Con esto me pasa un poco como
cuando leo en las redes sociales a todas esas personas que afirman con orgullo
que “Yo estudie EGB” (Educación General Básica). Y lo hacen como si ese sistema
y ese tiempo fuesen maravillosos. La verdad, desconozco su experiencia, pero
mis recuerdos de mi paso por la escuela no son tan estupendos. Estudié EGB en
un colegio público de una ciudad del extrarradio madrileño. Un colegio de nueva
construcción hecho para dar servicio a todos los emigrantes que se habían apiñado en
esa ciudad. Recuerdo que el colegio no tenía biblioteca ni gimnasio (se
construyó mucho más tarde). De los idiomas ni hablamos, pues el inglés se daba
tarde y mal. Mis padres no me apuntaron a la clase de “religión”, cosa que
agradezco, una novedad del sistema. Sin embargo, al final en todo el colegio éramos
tres niños los que no lo hacíamos y los profesores nos entretenían en una
asignatura sin contenido llamada “Ética”. Tampoco había refuerzos ni apoyos a
los niños rezagados. “El que valía iba a BUP y el que no a FP”.

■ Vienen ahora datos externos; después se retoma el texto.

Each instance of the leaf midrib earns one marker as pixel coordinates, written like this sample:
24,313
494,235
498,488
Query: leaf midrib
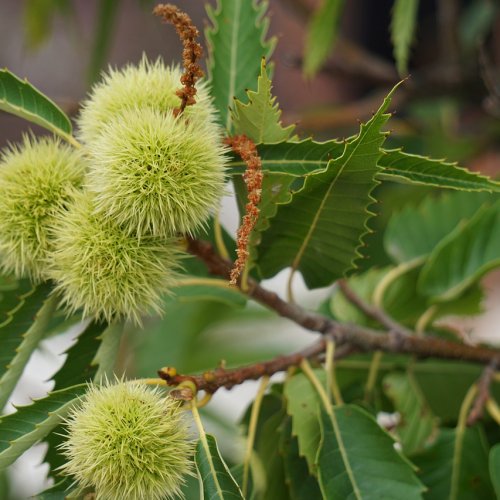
232,67
343,453
312,228
206,447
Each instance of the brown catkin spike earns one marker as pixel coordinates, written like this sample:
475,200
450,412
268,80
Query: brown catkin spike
188,33
246,149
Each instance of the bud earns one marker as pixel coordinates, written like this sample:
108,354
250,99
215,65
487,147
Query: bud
157,174
106,272
37,179
128,441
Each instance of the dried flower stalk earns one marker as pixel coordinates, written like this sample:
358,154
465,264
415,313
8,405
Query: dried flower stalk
246,149
188,33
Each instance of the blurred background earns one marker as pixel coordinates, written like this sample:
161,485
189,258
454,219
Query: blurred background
449,107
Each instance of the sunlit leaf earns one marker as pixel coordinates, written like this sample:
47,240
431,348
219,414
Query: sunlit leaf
21,334
20,98
464,256
367,468
260,118
418,426
237,42
320,231
415,231
29,424
404,167
217,481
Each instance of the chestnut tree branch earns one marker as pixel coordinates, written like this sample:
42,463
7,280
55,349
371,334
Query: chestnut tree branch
356,336
211,381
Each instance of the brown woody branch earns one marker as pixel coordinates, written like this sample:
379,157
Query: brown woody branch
211,381
355,336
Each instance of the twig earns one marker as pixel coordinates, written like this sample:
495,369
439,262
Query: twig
246,149
483,394
211,381
188,33
374,312
356,336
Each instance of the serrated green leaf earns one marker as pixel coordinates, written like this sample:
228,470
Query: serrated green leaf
79,366
302,406
20,98
219,292
215,479
418,426
301,484
357,459
464,256
494,467
270,456
404,167
320,231
276,189
456,472
400,298
29,424
308,157
403,24
415,231
20,335
321,35
293,158
260,118
236,42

En fin, se habrá podido comprobar
a que me refiero con lo de ser realista. No tiendo a edulcorar el pasado. Con
esto no digo que EGB fuese un horror, también guardo recuerdos positivos, pero
desde luego no era la arcadia feliz que presentan algunos (en contraposición
con la “horrorosa” ESO). Lo mismo me pasa con la España vacía, cuyo pasado no
era en modo alguno ideal. De hecho, creo que en los pueblos se vive ahora mucho
mejor que en el pasado. El “con Franco se vivía mejor” no deja de ser una
ensoñación. Una anécdota para terminar. Mi madre siempre recordaba la leche de
cabra que bebía en su infancia, un manjar. Pues una vez, hace no mucho, le
regalaron un par de litros de ese tipo de leche. No pudo bebérsela y, al final,
se deshizo de ella. La leche formaba parte de un universo imaginario, pero en el
imaginario no se vive. Quizá sea mejor dejar de lado estas ensoñaciones y apoyar a
esa España vacía con actuaciones reales.